Here's an overview of the directory hierarchy inside $VDT_LOCATION/osg-rsv when you install the OSG-RSV package:

  1. $VDT_LOCATION/osg-rsv/config

    Contains the .conf file(s) describing what metrics to run when, so forth for each host you'd like to monitor. Note that this directory is a sym-link to $VDT_LOCATION/vdt-app-data/osg-rsv/config

  2. $VDT_LOCATION/osg-rsv/bin/{probes|consumers}

    Where the probes and consumer executables are stored.
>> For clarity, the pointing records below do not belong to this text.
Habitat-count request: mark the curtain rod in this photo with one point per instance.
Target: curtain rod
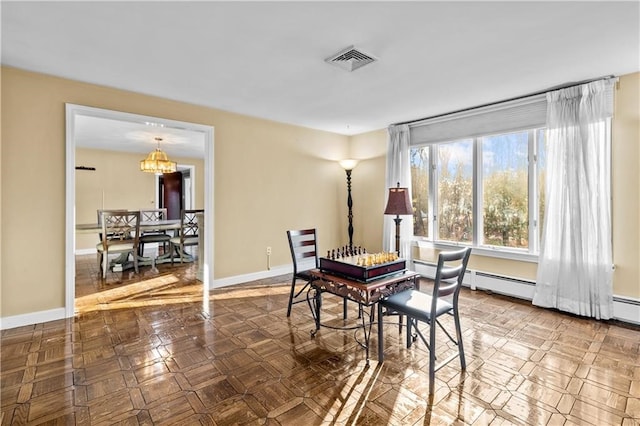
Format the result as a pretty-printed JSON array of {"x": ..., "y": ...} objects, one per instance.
[{"x": 559, "y": 87}]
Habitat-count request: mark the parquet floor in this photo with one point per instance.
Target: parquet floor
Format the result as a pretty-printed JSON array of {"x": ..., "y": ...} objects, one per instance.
[{"x": 145, "y": 351}]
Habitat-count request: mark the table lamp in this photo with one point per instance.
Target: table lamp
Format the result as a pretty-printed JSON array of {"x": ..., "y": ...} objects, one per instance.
[{"x": 398, "y": 204}]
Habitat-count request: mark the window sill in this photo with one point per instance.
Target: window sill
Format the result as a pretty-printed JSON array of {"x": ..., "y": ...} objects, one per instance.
[{"x": 479, "y": 251}]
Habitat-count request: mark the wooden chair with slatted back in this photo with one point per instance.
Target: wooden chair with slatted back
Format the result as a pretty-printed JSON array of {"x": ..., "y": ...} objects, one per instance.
[
  {"x": 188, "y": 235},
  {"x": 304, "y": 247},
  {"x": 120, "y": 235},
  {"x": 154, "y": 236}
]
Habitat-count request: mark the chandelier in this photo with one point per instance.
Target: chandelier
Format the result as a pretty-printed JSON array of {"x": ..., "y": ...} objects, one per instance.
[{"x": 157, "y": 162}]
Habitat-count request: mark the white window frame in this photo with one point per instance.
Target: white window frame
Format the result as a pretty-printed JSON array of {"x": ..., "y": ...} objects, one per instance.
[{"x": 529, "y": 254}]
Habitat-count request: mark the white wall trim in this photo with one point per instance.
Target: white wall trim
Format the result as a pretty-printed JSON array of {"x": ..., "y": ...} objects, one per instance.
[
  {"x": 241, "y": 279},
  {"x": 625, "y": 309},
  {"x": 32, "y": 318}
]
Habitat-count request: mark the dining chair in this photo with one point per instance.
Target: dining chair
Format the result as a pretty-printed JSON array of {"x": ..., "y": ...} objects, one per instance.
[
  {"x": 422, "y": 307},
  {"x": 120, "y": 235},
  {"x": 304, "y": 246},
  {"x": 188, "y": 234},
  {"x": 153, "y": 236}
]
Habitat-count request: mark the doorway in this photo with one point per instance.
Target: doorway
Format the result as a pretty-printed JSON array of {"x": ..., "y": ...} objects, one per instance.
[
  {"x": 176, "y": 191},
  {"x": 74, "y": 114}
]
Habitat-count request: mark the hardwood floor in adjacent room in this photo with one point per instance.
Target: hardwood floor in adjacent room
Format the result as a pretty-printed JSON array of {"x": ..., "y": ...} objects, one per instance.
[{"x": 143, "y": 350}]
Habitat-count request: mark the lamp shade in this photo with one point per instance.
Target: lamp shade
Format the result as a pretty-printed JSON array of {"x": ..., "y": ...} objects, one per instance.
[
  {"x": 348, "y": 164},
  {"x": 399, "y": 202}
]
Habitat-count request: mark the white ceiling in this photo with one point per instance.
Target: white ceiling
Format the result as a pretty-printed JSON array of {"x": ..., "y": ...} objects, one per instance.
[{"x": 266, "y": 59}]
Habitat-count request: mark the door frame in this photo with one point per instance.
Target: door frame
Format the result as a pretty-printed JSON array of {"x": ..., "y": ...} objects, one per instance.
[
  {"x": 192, "y": 171},
  {"x": 72, "y": 111}
]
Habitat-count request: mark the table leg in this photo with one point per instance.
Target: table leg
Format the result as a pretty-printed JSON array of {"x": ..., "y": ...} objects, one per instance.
[
  {"x": 367, "y": 329},
  {"x": 380, "y": 334},
  {"x": 317, "y": 305}
]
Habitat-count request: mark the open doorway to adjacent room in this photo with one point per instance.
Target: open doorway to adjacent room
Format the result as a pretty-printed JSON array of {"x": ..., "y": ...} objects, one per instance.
[{"x": 110, "y": 142}]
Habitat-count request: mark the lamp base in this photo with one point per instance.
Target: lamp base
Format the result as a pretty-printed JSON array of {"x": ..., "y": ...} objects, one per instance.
[{"x": 397, "y": 220}]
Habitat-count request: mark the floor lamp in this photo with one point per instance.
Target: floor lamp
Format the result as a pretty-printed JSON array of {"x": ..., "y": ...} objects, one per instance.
[
  {"x": 398, "y": 204},
  {"x": 348, "y": 166}
]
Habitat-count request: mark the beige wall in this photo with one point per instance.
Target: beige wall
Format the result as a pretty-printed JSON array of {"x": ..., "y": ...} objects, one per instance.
[
  {"x": 268, "y": 177},
  {"x": 117, "y": 183},
  {"x": 626, "y": 187}
]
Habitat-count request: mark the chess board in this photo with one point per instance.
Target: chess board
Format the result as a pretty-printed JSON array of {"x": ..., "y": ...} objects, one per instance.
[{"x": 348, "y": 267}]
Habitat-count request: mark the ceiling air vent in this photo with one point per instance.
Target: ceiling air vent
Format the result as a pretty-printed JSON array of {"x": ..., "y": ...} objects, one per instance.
[{"x": 350, "y": 59}]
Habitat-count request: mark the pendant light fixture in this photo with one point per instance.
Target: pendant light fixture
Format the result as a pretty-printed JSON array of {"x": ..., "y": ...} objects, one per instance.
[{"x": 157, "y": 162}]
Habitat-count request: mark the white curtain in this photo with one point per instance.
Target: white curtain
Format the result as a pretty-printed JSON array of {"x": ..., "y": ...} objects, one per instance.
[
  {"x": 398, "y": 170},
  {"x": 575, "y": 263}
]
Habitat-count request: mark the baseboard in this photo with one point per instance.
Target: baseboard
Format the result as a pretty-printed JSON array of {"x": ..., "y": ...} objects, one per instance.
[
  {"x": 625, "y": 309},
  {"x": 32, "y": 318},
  {"x": 85, "y": 251},
  {"x": 241, "y": 279}
]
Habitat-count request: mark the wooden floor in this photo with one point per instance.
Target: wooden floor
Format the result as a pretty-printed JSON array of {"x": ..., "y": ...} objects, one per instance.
[{"x": 144, "y": 350}]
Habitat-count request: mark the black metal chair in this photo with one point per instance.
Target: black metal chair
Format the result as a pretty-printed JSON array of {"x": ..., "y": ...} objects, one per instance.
[
  {"x": 422, "y": 307},
  {"x": 303, "y": 245}
]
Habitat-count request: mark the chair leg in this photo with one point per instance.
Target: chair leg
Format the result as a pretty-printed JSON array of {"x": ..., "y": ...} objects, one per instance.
[
  {"x": 105, "y": 264},
  {"x": 135, "y": 261},
  {"x": 456, "y": 320},
  {"x": 432, "y": 357},
  {"x": 293, "y": 289},
  {"x": 380, "y": 335}
]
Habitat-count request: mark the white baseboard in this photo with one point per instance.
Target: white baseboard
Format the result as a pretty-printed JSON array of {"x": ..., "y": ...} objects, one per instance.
[
  {"x": 625, "y": 309},
  {"x": 241, "y": 279},
  {"x": 31, "y": 318},
  {"x": 86, "y": 251}
]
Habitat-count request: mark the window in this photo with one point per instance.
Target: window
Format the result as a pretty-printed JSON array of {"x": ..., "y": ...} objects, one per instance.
[{"x": 487, "y": 191}]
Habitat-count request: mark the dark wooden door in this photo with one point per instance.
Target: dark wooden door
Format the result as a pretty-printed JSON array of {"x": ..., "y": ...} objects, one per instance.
[{"x": 172, "y": 197}]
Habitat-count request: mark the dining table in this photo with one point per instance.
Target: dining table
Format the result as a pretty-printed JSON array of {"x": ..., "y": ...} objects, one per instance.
[
  {"x": 120, "y": 264},
  {"x": 367, "y": 293}
]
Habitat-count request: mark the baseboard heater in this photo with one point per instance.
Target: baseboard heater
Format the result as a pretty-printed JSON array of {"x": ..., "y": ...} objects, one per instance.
[
  {"x": 509, "y": 286},
  {"x": 625, "y": 309}
]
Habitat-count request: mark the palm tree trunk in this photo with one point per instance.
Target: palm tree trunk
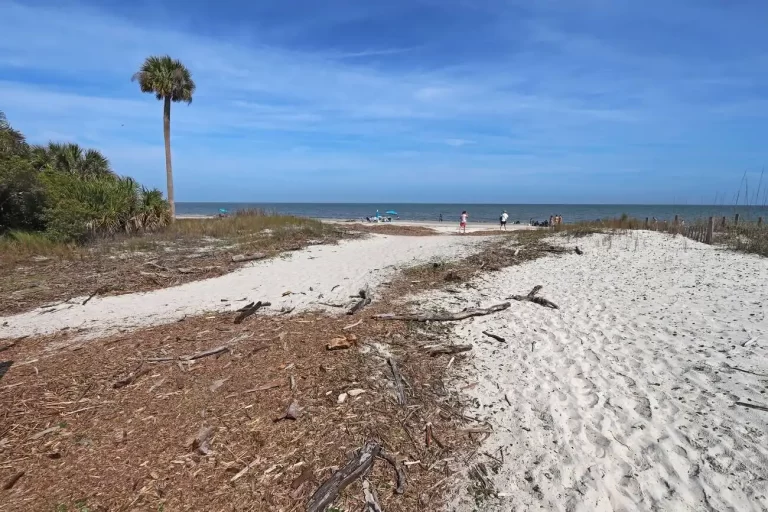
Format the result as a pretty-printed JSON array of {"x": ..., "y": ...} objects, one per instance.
[{"x": 168, "y": 166}]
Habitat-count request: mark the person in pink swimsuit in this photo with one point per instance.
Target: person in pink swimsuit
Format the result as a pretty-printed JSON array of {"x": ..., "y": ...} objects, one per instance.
[{"x": 463, "y": 221}]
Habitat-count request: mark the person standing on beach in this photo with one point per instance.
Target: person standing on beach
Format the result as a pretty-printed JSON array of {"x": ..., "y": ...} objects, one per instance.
[{"x": 503, "y": 220}]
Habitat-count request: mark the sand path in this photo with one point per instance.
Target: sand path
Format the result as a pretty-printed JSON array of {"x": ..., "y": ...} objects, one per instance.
[
  {"x": 626, "y": 399},
  {"x": 327, "y": 273}
]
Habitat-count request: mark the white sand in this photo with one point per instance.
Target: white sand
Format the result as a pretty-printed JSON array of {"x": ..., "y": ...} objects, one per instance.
[
  {"x": 446, "y": 228},
  {"x": 626, "y": 401},
  {"x": 351, "y": 265}
]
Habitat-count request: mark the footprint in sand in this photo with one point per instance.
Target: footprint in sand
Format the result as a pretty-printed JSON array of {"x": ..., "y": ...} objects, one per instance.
[{"x": 598, "y": 440}]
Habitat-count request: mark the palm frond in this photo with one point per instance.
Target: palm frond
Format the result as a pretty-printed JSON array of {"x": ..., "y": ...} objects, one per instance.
[{"x": 165, "y": 77}]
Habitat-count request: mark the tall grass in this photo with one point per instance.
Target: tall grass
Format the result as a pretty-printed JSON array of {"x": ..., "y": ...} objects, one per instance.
[{"x": 747, "y": 236}]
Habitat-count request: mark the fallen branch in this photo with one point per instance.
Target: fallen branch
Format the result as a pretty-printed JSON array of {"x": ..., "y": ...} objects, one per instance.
[
  {"x": 245, "y": 469},
  {"x": 325, "y": 495},
  {"x": 400, "y": 489},
  {"x": 437, "y": 350},
  {"x": 99, "y": 290},
  {"x": 190, "y": 357},
  {"x": 194, "y": 270},
  {"x": 240, "y": 258},
  {"x": 365, "y": 299},
  {"x": 495, "y": 336},
  {"x": 399, "y": 391},
  {"x": 131, "y": 377},
  {"x": 249, "y": 309},
  {"x": 532, "y": 297},
  {"x": 371, "y": 500},
  {"x": 347, "y": 327},
  {"x": 446, "y": 317},
  {"x": 753, "y": 406},
  {"x": 8, "y": 485}
]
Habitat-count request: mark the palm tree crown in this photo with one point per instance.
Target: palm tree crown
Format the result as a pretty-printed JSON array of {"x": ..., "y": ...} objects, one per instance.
[
  {"x": 72, "y": 159},
  {"x": 166, "y": 77}
]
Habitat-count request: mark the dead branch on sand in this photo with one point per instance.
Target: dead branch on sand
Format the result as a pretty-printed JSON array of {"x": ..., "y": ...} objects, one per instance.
[
  {"x": 532, "y": 297},
  {"x": 445, "y": 317},
  {"x": 325, "y": 495},
  {"x": 250, "y": 309}
]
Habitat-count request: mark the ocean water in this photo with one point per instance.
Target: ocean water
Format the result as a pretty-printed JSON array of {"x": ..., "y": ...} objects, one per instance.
[{"x": 483, "y": 212}]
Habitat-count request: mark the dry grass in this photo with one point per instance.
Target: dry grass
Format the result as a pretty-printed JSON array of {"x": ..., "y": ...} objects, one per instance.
[
  {"x": 83, "y": 443},
  {"x": 747, "y": 237},
  {"x": 35, "y": 271}
]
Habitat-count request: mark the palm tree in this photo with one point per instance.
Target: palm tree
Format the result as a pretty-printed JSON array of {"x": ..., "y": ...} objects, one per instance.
[
  {"x": 169, "y": 80},
  {"x": 11, "y": 141},
  {"x": 72, "y": 159}
]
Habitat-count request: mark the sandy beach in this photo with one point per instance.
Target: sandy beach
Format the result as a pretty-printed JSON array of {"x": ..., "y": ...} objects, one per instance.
[
  {"x": 625, "y": 397},
  {"x": 645, "y": 390}
]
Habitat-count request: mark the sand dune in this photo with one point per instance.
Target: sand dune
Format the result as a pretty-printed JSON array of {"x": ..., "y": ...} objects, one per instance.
[
  {"x": 333, "y": 272},
  {"x": 624, "y": 399}
]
  3. $VDT_LOCATION/osg-rsv/submissions/{probes|consumers}
    • The probe and consumer Condor submission files (for all the hosts that you configure RSV to monitor). These are generated at installation time by $VDT_LOCATION/vdt/setup/configure_osg-rsv.
    • This is what is submitted into Condor (note: Condor-devel as of now) when vdt-control --on osg-rsv is executed.
  4. $VDT_LOCATION/osg-rsv/specs/
    • As explained earlier in the Additional command line arguments for the probes section, these are the extra command-line argument files for the probes and consumers. Note that this directory is a sym-link to $VDT_LOCATION/vdt-app-data/osg-rsv/specs
    • There are two types of specs:
      1. Global specs: If you'd like to use some probe's command line switch(es) on all the hosts you monitor, then you can include those switch(es) in the <probe-file-name>@<metric-name>.spec file within the $VDT_LOCATION/osg-rsv/specs/global-specs directory.
      2. Host Specific specs: Note this option does not apply to you if you're only monitoring one host! If you'd like to use some probe's command line switch(es) when the probe runs only on a particular host you monitor, then you can include those switch(es) in the <probe-file-name>@<metric-name>.spec file within the $VDT_LOCATION/osg-rsv/specs/<hostname> directory.
    • Please be sure to read the caveat about not adding certain switches in these files in the above section.
  5. $VDT_LOCATION/osg-rsv/output

    This is a placeholder directory for any output produced by the consumers. Right now we have a sample consumer that will generate simple result webpages based on the probe's output status. You can see an example of the sample consumer's output here.

    Gratia record uploading scripts are also stored in a sub-directory within this directory, by default.

  6. $VDT_LOCATION/osg-rsv/logs/{probes|consumers|logrotate}

    Where Condor stores the log files for the probes and the consumers; and also where logrotation related information is stored.